Electrochemical Self-Assembly of Alkanethiolates on Ni from Acid Solutions: an Electrochemical and X ray Photoelectron Spectroscopy (XPS) Study

M. FONTICELLI; B. BLUM; R. C. SALVAREZZA; G. BENITEZ; N. VASILJEVIC; W. SCHWARZACHER; R. NICHOLS

Manchester

Conferencia; Electrochem09 Conference.; 2009

Alkanethiol Self-assembled monolayers on metal surfaces have attracted increasing interest due to their wide range of application in nanoscience and nanotechnology. These layers are easily self-assembled on Au, Ag and Cu, but fail to be formed on Fe and Ni surfaces due to the presence of stable oxides. Recently, it has been shown that alkanethiol self-assembly can be done on Ni and carbon steel in a one step method involving oxide electroreduction and molecule adsorption in aqueous alkaline solutions.

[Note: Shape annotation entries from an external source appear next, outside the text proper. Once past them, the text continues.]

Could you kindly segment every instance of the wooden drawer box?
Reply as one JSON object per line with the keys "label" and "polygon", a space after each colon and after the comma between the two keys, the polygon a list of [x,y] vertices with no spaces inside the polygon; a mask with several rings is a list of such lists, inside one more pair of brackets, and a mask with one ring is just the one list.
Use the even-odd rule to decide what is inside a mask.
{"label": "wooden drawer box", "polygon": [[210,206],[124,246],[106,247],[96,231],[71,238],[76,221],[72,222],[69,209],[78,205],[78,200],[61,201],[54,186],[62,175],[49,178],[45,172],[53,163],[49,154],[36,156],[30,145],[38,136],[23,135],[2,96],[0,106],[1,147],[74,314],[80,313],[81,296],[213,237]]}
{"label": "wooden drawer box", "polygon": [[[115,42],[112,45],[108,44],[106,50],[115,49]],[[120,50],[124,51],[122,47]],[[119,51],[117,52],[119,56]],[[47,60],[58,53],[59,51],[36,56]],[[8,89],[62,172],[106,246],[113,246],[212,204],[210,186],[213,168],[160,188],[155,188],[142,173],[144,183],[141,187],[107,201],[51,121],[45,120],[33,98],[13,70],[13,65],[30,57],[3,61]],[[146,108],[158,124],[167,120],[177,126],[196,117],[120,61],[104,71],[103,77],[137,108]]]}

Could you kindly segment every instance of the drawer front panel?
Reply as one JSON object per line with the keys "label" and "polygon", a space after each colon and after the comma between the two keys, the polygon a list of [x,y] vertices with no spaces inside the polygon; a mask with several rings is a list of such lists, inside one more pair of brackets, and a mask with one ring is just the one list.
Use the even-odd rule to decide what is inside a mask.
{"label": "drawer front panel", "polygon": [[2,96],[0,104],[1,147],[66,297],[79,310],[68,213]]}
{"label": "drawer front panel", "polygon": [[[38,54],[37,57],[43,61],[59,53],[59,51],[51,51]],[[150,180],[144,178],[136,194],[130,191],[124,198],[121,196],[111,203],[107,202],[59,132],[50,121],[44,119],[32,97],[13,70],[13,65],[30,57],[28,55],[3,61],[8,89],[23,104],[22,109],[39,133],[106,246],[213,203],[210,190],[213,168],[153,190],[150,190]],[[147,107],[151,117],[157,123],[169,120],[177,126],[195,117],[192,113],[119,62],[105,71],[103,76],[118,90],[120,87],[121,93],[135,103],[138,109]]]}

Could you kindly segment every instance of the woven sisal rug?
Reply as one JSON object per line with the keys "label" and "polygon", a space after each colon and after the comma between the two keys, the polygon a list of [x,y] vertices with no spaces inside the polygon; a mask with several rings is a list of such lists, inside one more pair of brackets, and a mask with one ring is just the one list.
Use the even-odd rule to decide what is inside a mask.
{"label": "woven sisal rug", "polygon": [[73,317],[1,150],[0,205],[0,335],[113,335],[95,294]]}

Here, we present results for alkanethiol self-assembly on Ni surfaces using a similar approach but, in this case, using an aqueous acid electrolyte. The electrochemical formation of alkanethiolate self-assembled monolayers (SAMs) on electrodeposited Ni films from alkanethiol-containing aqueous 0.05 M Na2SO4 (pH=3) solutions was studied by XPS and electrochemical techniques. Alkanethiols were adsorbed onto oxide free surfaces, under potential control (E = ‑0.60 V vs, SCE). XPS data analysis of S 2p3/2 signal on butanethiol and hexanethiol surfaces were fitted with three components associated with the following sulphur surface species: sulphide (161.4 eV), thiolate (162.3 eV) and dialkyl disulphide (164 eV). Although the main component corresponds to thiolate (about 67%), a significant amount of sulphide has been found (20±5%), which may be relevant to the electrochemical behavior of the modified surfaces.                 Electrochemical data show that these adlayers exhibit hydrocarbon chain-length dependent barrier properties, like those formed on Au and Ag. In fact, the hydrogen evolution reaction has been clearly hindered when dodecanethiol was adsorbed on Ni.